PhD Thesis: Carnegie Mellon University |

The end-to-end nature of today’s application and transport protocols is increasingly being questioned by the growing heterogeneity of networks and devices, and the emergence of rich in-network services. As a result, performance of end-to-end protocols is often poor and many in-network optimizations are hard to deploy because they do not fit into today’s Internet architecture. This thesis takes a clean slate approach towards better accommodating diversity in the Internet architecture. We propose two architectural concepts: i) today’s end-to-end transport is unbundled such that network specific functions, like congestion control, are implemented on a per-segment basis, where a segment spans a part of the end-to-end path that can be considered homogeneous (e.g., wired Internet or an access network) and ii) we expose applications’ data units and their naming to certain elements within the network, thereby facilitating the deployment of various data oriented and higher level services inside the network. We have designed a network architecture, Tapa, that systematically combines these concepts into a coherent architecture.
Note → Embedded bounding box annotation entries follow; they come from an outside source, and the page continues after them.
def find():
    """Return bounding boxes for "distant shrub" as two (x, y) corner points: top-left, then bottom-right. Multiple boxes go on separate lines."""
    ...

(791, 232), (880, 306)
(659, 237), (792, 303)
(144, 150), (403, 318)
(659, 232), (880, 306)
Tapa uses end-to-end protocols that transfer application data units (ADU) over segments; these segments appear as traditional Internet-like “links” to the end-to-end protocols and can use Internet-style protocols (e.g., TCP/IP-like protocols in the backbone) or custom solutions at the edges. We demonstrate the effectiveness of Tapa by showing how it can support: i) various wireless and mobility optimizations, ii) an in-network energy saving service that can provide up to 2-5x improvement in battery life of mobile devices, iii) improved content distribution in online social networks, and iv) higher level services with new application semantics.